El tramo de lienzo conservado en el actual solar municipal de la calle del Almendro se corresponde con parte del trazado original entre Puerta de Moros y Puerta Cerrada, lienzo amurallado que recorre las actuales medianeras entre la calle del Almendro y la Cava Baja. Este trazado se encuentra representado, aunque sin poder ser reconocido, en el plano de Marcelli-Witt (1622-1635), donde se aprecian las paredes de la muralla y un torreón en el interior de la manzana.

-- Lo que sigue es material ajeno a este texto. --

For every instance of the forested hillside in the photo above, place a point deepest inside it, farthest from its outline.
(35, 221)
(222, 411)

La ocupación de la zona amurallada, actualmente entre la calle el Nuncio, Costanilla de San Pedro y Almendro, en el interior del recinto, y entre Almendro y la Cava Baja en el exterior, se realizó por cesiones del concejo desde mediados del siglo XV a principios del siglo XVI con la colmatación del foso-cava. En estas donaciones, la villa sigue manteniendo el derecho sobre la muralla, por lo que se permite la construcción a una cierta distancia de los muros y torres sin poderla dañar ni en altura ni en su cimentación.